Policies. Clear security policies and enforcement are essential for ensuring that employees understand their roles within the broader security framework, including responsibilities on strong password use, secure data handling, and prompt incident reporting. Implementing the principle of least privilege, which restricts access based on specific roles, mitigates potential harm from insider threats and inadvertent data exposure.
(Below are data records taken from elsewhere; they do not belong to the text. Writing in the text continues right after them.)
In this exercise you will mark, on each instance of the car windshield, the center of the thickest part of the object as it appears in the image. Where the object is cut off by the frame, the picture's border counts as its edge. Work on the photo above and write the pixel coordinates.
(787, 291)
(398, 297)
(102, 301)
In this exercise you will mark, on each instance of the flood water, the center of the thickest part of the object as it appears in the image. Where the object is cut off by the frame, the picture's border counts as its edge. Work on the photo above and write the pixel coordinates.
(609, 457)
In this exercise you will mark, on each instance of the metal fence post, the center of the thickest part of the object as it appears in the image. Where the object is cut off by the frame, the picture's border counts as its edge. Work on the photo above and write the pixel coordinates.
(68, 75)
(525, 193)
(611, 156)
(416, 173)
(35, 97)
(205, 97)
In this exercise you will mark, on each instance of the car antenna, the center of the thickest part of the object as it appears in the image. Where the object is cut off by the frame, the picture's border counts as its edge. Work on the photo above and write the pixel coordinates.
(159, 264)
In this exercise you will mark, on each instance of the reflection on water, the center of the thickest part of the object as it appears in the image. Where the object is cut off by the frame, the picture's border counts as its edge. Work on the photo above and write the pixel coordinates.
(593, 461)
Policies should evolve through routine security audits, including technical assessments and evaluations of employee protocol adherence, which will help organisations with a swifter identification of vulnerabilities and to take the necessary corrective actions.
However, despite the best efforts, breaches do happen – and this is where a well-defined incident response plan, that is regularly tested and updated, is crucial to minimise the damage. This requires every employee to know their roles and responsibilities during a security incident.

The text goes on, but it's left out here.